La Profecía Rota - Libro 3 de la Saga De Lug

CUARTA PARTE: El Señor de la Luz - CAPÍTULO 144

Akir asomó la cabeza por la puerta del consultorio y vio a Ana sentada en una silla. Tenía el rostro cansado y los hombros caídos.

Zenir, Ana y Akir habían trasladado su centro de atención de heridos a un hospital de la Cúpula. Eltsen había organizado a los médicos que había encontrado en la Cúpula y los había enviado a trabajar en dos hospitales cuyas instalaciones aun seguían en pie. Les había dicho que cuando tuvieran un caso que no pudieran resolver, debían enviárselo a Zenir y a Ana. Los médicos se mostraron bastante descreídos de que un extranjero salvaje y una muchachita pudieran salvar a heridos que ellos no podían tratar con su sofisticada tecnología, pero como no se perdía nada enviando casos terminales a las manos de aquellos dudosos sanadores, obedecieron. Cuando vieron a un hombre con el ochenta por ciento de su cuerpo quemado salir caminando sin marcas de quemaduras del consultorio que le habían cedido a Zenir para que pudiera trabajar, cambiaron su opinión respecto de aquellos extranjeros. Ana y Zenir habían trabajado juntos en aquel hombre. El daño era tan extenso y el tiempo que le quedaba de vida era tan escaso que los dos habían puesto todo su esfuerzo en trabajar lo más rápido posible, sanando primero las áreas vitales como los pulmones, el corazón y otros órganos, antes de dedicarse a la piel. Los médicos de la Cúpula habían proporcionado a los sanadores unas drogas para mantener inconsciente al paciente durante todo el procedimiento, el dolor hubiera sido imposible de soportar para el pobre hombre de otra forma.  Los médicos se mostraron inmediatamente interesados por conocer los métodos que Ana y Zenir usaban, pero la llegada incesante de heridos no permitía que tuvieran el tiempo suficiente de ir a observar a estos obradores de milagros. Algunos que pudieron hacerse de un tiempo, sacrificando sus momentos de descanso para presenciar las sanaciones, salieron más intrigados de lo que habían entrado. No podían comprender cómo Zenir podía sanar heridas imposibles solo apoyando sus manos sobre los heridos y cerrando los ojos, aparentemente concentrado en algo que escapaba de las mentes científicas de los médicos de la Cúpula. Para ellos, Zenir era una especie de mago que hacía milagros.

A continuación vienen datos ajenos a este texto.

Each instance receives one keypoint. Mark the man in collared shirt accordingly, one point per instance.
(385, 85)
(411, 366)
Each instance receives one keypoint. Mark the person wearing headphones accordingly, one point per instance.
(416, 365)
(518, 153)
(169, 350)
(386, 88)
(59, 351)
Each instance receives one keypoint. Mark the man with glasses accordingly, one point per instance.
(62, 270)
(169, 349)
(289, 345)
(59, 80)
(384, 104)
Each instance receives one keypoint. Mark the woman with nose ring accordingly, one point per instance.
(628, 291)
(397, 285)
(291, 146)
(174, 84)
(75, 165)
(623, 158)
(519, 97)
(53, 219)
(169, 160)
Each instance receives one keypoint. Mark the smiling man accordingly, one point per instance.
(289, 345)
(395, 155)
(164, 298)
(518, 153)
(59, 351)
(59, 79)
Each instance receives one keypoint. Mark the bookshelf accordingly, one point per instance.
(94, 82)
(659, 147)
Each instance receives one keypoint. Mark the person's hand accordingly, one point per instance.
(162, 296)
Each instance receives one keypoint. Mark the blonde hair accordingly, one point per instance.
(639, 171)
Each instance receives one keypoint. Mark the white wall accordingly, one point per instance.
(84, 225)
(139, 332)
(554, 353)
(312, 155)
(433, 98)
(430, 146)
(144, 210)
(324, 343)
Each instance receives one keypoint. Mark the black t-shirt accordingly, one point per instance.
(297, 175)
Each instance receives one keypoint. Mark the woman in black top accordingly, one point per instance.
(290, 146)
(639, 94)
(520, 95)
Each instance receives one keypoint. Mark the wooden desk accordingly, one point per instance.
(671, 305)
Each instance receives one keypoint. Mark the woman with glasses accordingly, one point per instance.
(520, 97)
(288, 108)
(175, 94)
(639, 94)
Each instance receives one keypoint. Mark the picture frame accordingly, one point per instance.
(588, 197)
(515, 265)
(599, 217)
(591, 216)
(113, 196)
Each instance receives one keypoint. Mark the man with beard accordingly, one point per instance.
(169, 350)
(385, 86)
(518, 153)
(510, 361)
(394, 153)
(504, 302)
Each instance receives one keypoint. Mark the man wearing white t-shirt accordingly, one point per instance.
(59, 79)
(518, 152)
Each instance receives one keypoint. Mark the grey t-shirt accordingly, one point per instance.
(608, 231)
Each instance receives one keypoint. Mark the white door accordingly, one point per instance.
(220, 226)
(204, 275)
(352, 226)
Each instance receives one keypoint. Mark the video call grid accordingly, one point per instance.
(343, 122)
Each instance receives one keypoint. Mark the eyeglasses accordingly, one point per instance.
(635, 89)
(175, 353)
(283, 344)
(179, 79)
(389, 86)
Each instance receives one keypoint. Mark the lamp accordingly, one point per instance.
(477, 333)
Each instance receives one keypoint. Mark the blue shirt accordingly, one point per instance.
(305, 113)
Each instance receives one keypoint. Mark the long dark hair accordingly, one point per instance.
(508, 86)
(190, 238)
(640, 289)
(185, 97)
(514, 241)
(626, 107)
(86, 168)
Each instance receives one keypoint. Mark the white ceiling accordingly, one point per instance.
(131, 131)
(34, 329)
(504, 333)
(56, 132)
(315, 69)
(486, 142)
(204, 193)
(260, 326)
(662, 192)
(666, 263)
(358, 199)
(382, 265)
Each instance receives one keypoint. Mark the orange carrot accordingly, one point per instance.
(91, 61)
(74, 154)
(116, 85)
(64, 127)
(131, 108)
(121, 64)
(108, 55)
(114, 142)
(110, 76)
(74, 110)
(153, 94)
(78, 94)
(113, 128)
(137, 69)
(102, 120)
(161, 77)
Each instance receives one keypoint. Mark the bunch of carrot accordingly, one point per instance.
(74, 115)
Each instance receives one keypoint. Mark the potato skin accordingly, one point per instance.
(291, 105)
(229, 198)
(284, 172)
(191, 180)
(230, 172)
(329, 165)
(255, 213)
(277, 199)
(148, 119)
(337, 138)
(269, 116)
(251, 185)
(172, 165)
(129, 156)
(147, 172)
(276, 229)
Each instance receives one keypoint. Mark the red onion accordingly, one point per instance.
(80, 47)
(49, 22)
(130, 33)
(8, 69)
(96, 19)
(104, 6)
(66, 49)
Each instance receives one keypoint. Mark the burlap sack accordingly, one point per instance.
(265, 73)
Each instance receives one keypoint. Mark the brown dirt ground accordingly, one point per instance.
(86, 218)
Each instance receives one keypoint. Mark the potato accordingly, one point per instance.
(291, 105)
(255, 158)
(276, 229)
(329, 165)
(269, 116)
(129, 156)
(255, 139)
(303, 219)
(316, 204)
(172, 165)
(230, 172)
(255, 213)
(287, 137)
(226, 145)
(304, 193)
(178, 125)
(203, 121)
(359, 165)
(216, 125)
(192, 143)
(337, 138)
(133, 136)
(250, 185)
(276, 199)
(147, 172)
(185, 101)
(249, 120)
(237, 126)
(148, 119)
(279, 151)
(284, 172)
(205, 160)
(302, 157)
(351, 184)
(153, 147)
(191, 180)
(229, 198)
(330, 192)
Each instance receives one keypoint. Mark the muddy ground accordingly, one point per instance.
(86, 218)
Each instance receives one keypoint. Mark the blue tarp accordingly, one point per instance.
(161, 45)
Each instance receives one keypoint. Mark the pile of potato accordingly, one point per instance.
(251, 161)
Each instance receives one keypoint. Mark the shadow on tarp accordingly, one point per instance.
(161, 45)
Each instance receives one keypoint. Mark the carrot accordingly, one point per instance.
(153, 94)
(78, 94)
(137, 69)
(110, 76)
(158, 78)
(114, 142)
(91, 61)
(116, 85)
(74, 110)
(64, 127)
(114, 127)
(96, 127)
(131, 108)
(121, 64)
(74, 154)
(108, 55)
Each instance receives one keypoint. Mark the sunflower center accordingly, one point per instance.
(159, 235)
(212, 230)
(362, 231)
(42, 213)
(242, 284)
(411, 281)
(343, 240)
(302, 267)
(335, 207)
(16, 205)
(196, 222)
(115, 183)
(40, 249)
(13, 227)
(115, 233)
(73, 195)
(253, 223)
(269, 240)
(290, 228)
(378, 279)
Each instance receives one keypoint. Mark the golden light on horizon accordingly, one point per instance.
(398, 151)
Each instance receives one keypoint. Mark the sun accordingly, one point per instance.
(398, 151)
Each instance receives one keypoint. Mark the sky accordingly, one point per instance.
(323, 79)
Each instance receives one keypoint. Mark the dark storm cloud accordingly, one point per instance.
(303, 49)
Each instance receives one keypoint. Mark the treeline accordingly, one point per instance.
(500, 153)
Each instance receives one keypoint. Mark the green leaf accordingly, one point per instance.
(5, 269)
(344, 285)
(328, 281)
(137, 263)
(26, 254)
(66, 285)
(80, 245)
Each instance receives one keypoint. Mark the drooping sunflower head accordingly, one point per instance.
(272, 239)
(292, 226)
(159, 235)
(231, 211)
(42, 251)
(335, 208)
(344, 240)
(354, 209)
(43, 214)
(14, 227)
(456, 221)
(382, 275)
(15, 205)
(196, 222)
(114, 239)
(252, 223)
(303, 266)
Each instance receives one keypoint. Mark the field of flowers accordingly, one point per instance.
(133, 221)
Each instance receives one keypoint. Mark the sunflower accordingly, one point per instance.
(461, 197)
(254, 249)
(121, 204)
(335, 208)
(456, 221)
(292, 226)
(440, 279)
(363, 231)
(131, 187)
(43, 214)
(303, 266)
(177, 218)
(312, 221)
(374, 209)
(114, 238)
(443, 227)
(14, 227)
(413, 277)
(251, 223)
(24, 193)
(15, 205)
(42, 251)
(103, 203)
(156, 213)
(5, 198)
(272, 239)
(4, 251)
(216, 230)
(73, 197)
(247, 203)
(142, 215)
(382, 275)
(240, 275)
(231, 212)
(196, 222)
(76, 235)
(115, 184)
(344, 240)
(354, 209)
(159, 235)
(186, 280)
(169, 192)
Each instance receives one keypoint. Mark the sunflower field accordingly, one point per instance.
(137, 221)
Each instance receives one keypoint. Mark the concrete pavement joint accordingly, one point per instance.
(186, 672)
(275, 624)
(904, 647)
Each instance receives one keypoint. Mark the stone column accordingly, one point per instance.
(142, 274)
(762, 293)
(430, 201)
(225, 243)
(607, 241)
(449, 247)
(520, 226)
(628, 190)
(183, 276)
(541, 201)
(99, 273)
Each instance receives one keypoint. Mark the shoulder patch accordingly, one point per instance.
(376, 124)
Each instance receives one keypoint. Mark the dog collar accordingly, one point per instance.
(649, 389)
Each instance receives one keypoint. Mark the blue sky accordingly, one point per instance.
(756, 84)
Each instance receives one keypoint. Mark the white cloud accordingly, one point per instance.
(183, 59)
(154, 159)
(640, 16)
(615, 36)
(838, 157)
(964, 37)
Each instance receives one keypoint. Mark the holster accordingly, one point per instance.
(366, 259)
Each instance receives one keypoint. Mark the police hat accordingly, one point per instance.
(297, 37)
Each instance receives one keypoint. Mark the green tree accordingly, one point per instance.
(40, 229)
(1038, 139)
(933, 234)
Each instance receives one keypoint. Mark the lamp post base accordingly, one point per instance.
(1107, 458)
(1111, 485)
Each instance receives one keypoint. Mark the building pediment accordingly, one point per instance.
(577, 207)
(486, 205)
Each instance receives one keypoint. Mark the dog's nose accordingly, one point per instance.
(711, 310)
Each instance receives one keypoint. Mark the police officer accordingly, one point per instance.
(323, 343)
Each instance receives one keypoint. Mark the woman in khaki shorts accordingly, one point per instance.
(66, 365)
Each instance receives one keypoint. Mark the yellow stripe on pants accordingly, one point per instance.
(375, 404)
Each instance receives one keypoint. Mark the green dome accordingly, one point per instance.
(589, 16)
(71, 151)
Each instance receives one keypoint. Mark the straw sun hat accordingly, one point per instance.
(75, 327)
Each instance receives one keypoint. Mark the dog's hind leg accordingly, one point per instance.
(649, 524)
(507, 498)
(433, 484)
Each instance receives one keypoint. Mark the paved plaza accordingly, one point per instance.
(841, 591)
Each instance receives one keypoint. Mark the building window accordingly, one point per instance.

Ana estaba en su descanso cuando Akir se asomó por la puerta. Había atendido al último paciente del día, y había decidido que se tomaría un baño y se iría a dormir unas horas. Zenir podría cubrirla si aparecía algún caso urgente mientras ella dormía.

—Un paciente quiere verte— le dijo Akir.

—Akir, me voy a dormir. Envíalo con Zenir— le respondió ella con voz cansada.

—Dice que se dejará atender solo por ti.

—No tengo fuerza suficiente como para sanar heridas graves en este momento— se disculpó ella.

—No parece herido de gravedad— dijo Akir.

—Entonces, los otros médicos pueden atenderlo— le respondió ella.

—El hombre es de Cryma, dice que no confía en los otros médicos, dice que te conoce a ti y que solo se dejará sanar por ti.

—Akir...

—Es muy insistente, dice que si no eres tú la que lo sana, prefiere dejarse morir.

Ana suspiró.

—Está bien— cedió. Entendía la aprensión que un habitante de Cryma podía sentir al entrar en aquella ciudad tan extraña. Ella misma había hecho un esfuerzo por no sentirse intimidada por aquellas enormes estructuras y esta sala tan blanca con instrumentos extraños que le habían asignado para que atendiera a los heridos. Debía admitir que era más cómoda que la precaria tienda en la que había estado trabajando al principio, pero tanta prístina pulcritud la hacía sentir un poco fuera de lugar, como si su presencia fuera un elemento contaminante para tanta limpieza inmaculada.

Ana se lavó la cara en una pileta plateada que despedía agua por una saliente también plateada solo con poner las manos bajo ella. Se arregló un poco el cabello y le hizo seña a Akir para que hiciera entrar al paciente.

—Estaré con Zenir si me necesitas— le dijo Akir, saliendo en busca del paciente.

Ana asintió.

 

Cuando Ana vio a entrar al paciente, se quedó petrificada. Intentó moverse, pero las piernas no le respondieron. Intentó gritar pero el terror le atenazó la garganta. Su rostro palideció y sintió que se le aflojaban las piernas.

—Hola, Ana, tanto tiempo sin verte— le dijo el paciente.

Ana, que por fin pudo mover las piernas, se tambaleó hacia atrás y se apoyó en una mesa pegada a la pared para no caer.

El hombre levantó una mano y le mostró la muñeca.